In Today’s Deep Space Extra… U.S. House appropriators seek more for NASA in 2018 including additional investments in exploration.
Human Space Exploration
Space News (6/28): U.S. House appropriators on Wednesday introduced a measure calling for $19.872 billion for NASA for the 2018 fiscal year, $780 million more than the Trump White House sought in a budget measure submitted to Congress on May 23 and $218 million more than the agency received in 2017. The House measure includes $616 million more for space exploration initiatives than the $4.55 billion sought by the administration. The 2018 fiscal year begins Oct. 1.
Geekwire.com (6/28): Experts on electric propulsion are scheduled to appear before the U.S. House Space Subcommittee on Thursday. The technology is one that NASA is evaluating with contract teams as a means of propulsion for human deep space exploration.
Space.com (6/28): The latest exo-planet count from NASA’s Kepler Space Telescope suggests that rocky planets similar to the Earth may be common throughout the Milky Way galaxy. Prior to Kepler’s 2009 launch, a limited number of discoveries were weighted toward Jupiter and Neptune sized distant worlds. In spite of the latest Kepler discovery total, 4,034, of which about 50 are Earth sized and circle their stars in the habitable zone, the prospect they might host biological activity is quite uncertain.

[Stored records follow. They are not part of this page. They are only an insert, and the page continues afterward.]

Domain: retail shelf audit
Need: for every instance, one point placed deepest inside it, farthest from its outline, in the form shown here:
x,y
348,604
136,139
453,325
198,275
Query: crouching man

Spaceflightinsider.com (6/28): NASA’s Opportunity Rover sits on the rim of Endeavour Crater after more than 13 years on Mars. The mechanical geologist is attempting to determine whether close by rocks were transported by ancient floods or bear the marks of wind erosion.
Orlando Sentinel (6/27): Friday marks Asteroid Day, a recent annual observance of the June 30, 1908 asteroid impact over Tunguska in remote Siberia. Astronomers, scientists from other fields, former astronauts and entertainers are among those behind Asteroid Day and who support additional efforts to detect asteroids that could impact the Earth and to develop strategies to deflect them.
Space.com (6/28): Grippers like those on the feet of geckos have inspired a possible tool for reducing manmade orbital debris, whose accumulation is considered a hazard to satellite activities, according to a Stanford University professor. The proposal is published in the Journal Science robotics.
Spaceflight Insider (6/28): An Ariane 5 launch vehicle lofted Hellas Sat 3 / Inmarsat S EAN and GSAT-17 communications satellites into geosynchronous transfer orbit from Kourou French Guiana on Wednesday.
Japan plans to land astronauts on moon around 2030
Asahi Shimbun (6/29): Japan’s space agency has discussed efforts to explore ice deposits at the moon’s South Pole as a possible source of rocket fuel. Leveraging NASA’s proposed Deep Space Gateway, Japanese astronauts would visit the region around 2030.